Source : commission des finances du Sénat

Pour la première fois depuis l'émergence de cette problématique, votre rapporteur spécial relève qu'une mesure nouvelle de 26,5 millions d'euros est inscrite au PLF 2020 pour indemniser un flux annuel de 2 millions d'heures environ , correspondant au volume identifié comme incompressible par la DGPN pour donner aux chefs de service les marges de manoeuvre opérationnelles nécessaires.
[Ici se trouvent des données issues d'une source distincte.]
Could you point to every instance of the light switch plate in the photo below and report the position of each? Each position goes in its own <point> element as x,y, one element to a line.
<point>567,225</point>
Parallèlement, des évolutions réglementaires intervenues en septembre 2019 40 ( * ) prévoient de scinder le compteur des heures supplémentaires des agents en un compte historique et un compte actif, de manière à :

- geler sur le compte historique les heures supplémentaires pour une indemnisation au-dessus d'un seuil de 160 heures , ce qui représenterait environ 11,94 millions d'heures pour un coût de 148,90 millions d'euros (hypothèse basse) ;

- laisser sur le compte actif les heures supplémentaires en dessous du seuil de 120 heures, ce qui représenterait environ 13,39 millions d'heures pour un coût de 166,96 millions d'euros.
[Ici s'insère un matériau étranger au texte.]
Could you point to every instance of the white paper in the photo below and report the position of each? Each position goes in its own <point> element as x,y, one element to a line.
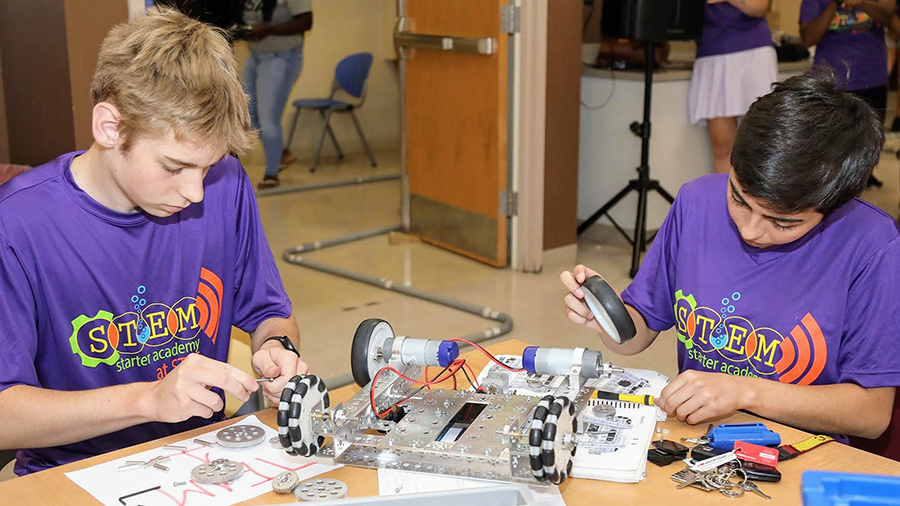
<point>609,450</point>
<point>394,482</point>
<point>261,463</point>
- donner la possibilité aux agents de verser sur le compte de leur choix les heures comprises entre 120 et 160 heures ;

Cette évolution apparaît bienvenue, même si votre rapporteur spécial tient à rester vigilant quant à la nécessité de ne pas laisser subsister un compte par agent d'heures supplémentaires non indemnisables trop important, au risque de déstabiliser fortement les services. En effet, les fonctionnaires peuvent liquider leurs heures supplémentaires avant leur départ à la retraite. Ces derniers étant juridiquement en congés et non en retraite, ils ne sont pas remplacés durant cette période, ce qui contribue à creuser un véritable « trou » opérationnel. Le stock de plus de 13 millions d'heures supplémentaires subsistant en-dessous de la limite de 120 heures par agents apparaît à cet égard toujours particulièrement pénalisant pour l'avenir.

La DGPN indique également que l'indemnisation des heures supplémentaires va s'accompagner, dès 2020, de mesures de contrôle et de régulation, ainsi :

- la faculté pour les chefs de service d'imposer l'utilisation des heures supplémentaires en repos au-delà d'un seuil de 160 heures va être ouverte ;

- les repos manqués par l'utilisation des heures supplémentaires accomplies seront obligatoirement restitués, ce qui permettra de réduire mécaniquement les flux.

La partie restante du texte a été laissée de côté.